経済を良くするって、どうすれば

経済政策と社会保障を考えるコラム


 *基本内容の「ニッポンの理想・2兆円でできる社会」もご覧ください

争点は一気増税路線からの離脱

2014年11月18日 | 経済
 異次元緩和もやった、5兆円の補正予算も組んだ、投資・法人減税の成長戦略も打った。だが、一気の消費増税という愚策は、どうにもならなかった。これが率直な見方だろう。二期連続のマイナス成長を前にしても、まだ目が覚めないのか。

 したがって、総選挙の争点は「一気増税路線からの離脱」になる。一気増税の惨憺たる結果を直視できず、一気増税に未練を残す勢力を、民意に問うことで、オーバーライドするのだ。裏返せば、「上げないリスク」について、国民のマンデートを得るのが目的となる。

 ここで、「2017年4月には無条件で2%上げることにする」という悪魔の囁きに耳を貸してはならない。これを許せば、何が失敗の原因で、誰に責任があるのか分からなくなる。過激な緊縮財政を押し付けた者に、過ちを思い知らせることが欠かせまい。

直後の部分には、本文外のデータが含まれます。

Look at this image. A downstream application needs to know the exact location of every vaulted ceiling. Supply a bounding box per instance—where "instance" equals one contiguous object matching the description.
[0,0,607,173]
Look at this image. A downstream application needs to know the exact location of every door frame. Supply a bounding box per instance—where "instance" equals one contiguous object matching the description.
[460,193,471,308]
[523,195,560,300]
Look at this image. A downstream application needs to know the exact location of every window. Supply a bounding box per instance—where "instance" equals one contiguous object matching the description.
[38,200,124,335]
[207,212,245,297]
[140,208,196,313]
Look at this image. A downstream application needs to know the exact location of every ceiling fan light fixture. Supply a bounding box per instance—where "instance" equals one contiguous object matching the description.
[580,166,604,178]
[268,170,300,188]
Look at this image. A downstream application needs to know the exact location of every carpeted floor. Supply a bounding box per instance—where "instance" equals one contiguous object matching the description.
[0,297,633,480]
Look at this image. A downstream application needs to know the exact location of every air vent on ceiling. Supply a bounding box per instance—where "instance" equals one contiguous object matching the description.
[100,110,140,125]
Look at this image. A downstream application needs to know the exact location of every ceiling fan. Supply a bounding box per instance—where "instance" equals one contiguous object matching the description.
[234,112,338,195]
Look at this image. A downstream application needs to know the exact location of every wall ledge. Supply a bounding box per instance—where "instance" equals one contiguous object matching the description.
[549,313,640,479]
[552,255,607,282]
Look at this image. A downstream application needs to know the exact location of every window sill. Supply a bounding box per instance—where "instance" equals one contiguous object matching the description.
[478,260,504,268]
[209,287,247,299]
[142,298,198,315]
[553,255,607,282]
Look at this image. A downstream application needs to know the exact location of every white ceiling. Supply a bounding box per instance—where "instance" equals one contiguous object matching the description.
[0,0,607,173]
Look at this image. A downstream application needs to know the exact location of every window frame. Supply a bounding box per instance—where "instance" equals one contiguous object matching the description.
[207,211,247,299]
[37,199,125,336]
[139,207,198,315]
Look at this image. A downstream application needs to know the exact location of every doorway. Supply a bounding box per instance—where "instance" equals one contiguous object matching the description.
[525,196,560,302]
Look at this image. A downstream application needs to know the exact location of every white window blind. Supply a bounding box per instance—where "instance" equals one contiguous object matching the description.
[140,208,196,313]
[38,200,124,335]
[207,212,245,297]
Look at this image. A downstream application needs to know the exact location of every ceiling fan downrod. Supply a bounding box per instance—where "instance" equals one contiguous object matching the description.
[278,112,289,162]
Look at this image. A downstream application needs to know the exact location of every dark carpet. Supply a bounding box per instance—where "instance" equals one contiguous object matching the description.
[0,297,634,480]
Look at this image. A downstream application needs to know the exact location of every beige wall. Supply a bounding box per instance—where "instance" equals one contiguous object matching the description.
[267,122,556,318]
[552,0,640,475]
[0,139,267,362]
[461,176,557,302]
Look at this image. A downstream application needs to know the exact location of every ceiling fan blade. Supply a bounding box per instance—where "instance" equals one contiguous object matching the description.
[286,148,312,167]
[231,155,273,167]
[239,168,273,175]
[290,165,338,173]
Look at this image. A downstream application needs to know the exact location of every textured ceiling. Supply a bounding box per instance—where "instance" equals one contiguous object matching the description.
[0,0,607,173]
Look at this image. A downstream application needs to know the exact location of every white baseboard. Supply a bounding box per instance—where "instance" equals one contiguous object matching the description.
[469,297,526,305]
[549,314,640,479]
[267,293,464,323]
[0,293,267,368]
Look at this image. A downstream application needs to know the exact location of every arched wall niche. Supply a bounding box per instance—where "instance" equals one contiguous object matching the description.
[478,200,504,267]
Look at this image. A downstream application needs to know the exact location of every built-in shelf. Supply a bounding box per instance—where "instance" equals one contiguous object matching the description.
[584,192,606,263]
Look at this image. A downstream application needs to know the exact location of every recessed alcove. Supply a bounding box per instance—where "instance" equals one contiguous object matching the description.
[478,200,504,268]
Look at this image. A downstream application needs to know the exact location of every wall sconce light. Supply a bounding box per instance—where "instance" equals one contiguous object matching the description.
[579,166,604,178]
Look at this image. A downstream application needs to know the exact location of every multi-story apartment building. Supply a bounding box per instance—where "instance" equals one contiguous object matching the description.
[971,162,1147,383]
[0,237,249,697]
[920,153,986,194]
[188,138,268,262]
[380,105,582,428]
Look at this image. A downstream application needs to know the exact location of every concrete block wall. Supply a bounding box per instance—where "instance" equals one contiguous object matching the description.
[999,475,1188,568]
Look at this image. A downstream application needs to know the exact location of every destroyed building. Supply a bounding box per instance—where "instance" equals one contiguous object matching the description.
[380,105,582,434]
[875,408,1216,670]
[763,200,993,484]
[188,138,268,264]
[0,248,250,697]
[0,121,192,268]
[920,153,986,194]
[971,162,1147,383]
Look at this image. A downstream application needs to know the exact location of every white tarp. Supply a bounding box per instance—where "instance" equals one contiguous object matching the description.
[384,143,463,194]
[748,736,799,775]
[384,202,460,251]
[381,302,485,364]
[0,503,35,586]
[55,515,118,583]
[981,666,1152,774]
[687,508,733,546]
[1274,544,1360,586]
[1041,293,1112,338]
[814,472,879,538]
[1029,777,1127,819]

 「2%なら景気条項付き。削るなら2017と19年に1%ずつ」である。1%であれば、経済対策でカバーが効くし、2年毎にすると、年1兆円の社会保障費の自然増と相まって、緩やかな緊縮で済むからだ。急進的な財政再建からの決別こそ、日本の将来を決める。

………
 今回の7-9月期GDPは、予想し得る下限の数字だった。筆者は、11/13に、最弱気かつ更なる下ブレもありとする第一生命の新家さんの予想を紹介したが、これがほぼ的中した。在庫減は、2次速報で見直され、より予想に近づくこともあろう。新家さん、さすがだよ。詳しくは、今日の日経3面の説明が良く出来ているので、そちらに譲る。 

 GDPの解説は巷に溢れているので、一つだけポイントを言っておくと、7-9月期の実質成長率は、原系列の前年同期比で−1.2%になったことだ。すなわち、消費増税を潜り抜けた結果、1年前と比べて、経済は縮み、国民は貧しくなったということである。パイを小さくしてまで、財政は家計から所得を奪い取ってしまった。これが腰折れでないなら、何を言う。

 増税前の前年同期比は、2013年の1-3月期から順に、+0.1%、+1.2%、+2.3%、+2.5%と加速してきていたから、アベノミクスは成功していたと言えるだろう。ただ失敗は、緩和も補正も減税もあるからと、財政タカ派に惑わされ、一気の消費増税という逆噴射を許してしまったことにある。正しく総括するならば、総選挙での勝利は堅い。

(今日の日経)
 景気足踏み、回復うかがう、消費に足元は薄日も・GDP2期連続マイナス成長。日経平均517円安。在庫急減かく乱・民間予測の想定外。経済対策2〜3兆円。点検会合・増税賛成の声多く。7-9月消費関連企業調査・売上高45%が下振れ。

※これだけ経済が悪いと、増税先送り法は1週間で通すから、総選挙は回避し、早く補正予算を組んでくれという声が出そうなものだ。今月末の10月指標次第で、小康から暗転しかねない危うい局面なのだがね。まあ、政治のことはよく分からんよ。もっとも、点検会合の有識者でさえ、危機感のある者は少ないようだしね。